In the early nineteenth century, many Iroquois embraced the teachings of Handsome Lake. This religion was born during the general religious ferment known as the Second Great Awakening and came directly out of the radical breakdown of Iroquois life. Beginning in 1799, the Seneca Handsome Lake spoke of Jesus and called upon Iroquois to give up alcohol and a host of negative behaviors, such as witchcraft and sexual promiscuity. He also exhorted them to maintain their traditional religious celebrations. A blend of traditional and Christian teachings, the Handsome Lake religion had the effect of facilitating the cultural transition occurring at the time.

Government The Iroquois League comprised 50 hereditary chiefs, or sachems, from the constituent tribes. Each position was named for the original holder and had specific responsibilities. Sachems were men, except where a woman acted as regent, but they were appointed by women. The Mohawk sent nine sachems (three from each clan) to meetings of the Iroquois Great Council, which met in the fall and for emergencies. Their symbol at this gathering was the shield.

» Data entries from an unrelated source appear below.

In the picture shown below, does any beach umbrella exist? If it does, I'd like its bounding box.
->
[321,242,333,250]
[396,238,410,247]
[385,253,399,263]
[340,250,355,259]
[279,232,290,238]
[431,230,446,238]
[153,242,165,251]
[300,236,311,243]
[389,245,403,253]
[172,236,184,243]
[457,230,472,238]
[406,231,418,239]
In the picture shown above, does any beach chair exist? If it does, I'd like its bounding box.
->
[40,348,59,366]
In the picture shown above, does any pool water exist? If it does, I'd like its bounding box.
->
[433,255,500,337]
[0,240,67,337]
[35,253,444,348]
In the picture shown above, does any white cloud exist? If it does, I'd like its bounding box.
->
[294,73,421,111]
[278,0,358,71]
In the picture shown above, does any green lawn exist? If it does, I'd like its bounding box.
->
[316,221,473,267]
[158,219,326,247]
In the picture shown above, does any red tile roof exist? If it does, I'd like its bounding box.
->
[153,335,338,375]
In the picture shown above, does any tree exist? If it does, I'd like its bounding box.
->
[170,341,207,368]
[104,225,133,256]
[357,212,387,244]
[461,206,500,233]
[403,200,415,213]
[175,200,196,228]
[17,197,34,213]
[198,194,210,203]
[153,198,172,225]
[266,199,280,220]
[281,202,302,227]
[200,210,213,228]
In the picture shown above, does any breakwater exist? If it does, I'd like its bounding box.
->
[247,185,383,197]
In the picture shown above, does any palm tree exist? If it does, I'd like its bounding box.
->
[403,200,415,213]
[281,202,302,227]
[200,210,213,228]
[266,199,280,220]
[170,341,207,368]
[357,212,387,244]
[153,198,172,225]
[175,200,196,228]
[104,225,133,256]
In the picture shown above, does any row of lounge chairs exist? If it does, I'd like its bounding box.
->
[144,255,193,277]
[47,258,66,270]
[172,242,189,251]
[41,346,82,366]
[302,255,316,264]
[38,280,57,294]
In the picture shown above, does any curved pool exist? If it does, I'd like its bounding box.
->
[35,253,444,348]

Debates within the great council were a matter of strict clan, division, and tribal protocols, in a complex system of checks and balances. Politically, individual league members often pursued their own best interests while maintaining an essential solidarity with the other members. The creators of the U.S. government used the Iroquois League as a model of democracy.

Locally, the village structure was governed by a headman and a council of elders (clan chiefs, elders, wise men). Matters before the local councils were handled according to a definite protocol based on the clan and division memberships of the chiefs. Village chiefs were chosen from groups as small as a single household. Women nominated and recalled clan chiefs. Tribal chiefs represented the village and the nation at the general council of the league. The entire system was hierarchical and intertwined, from the family up to the great council. Decisions at all levels were reached by consensus.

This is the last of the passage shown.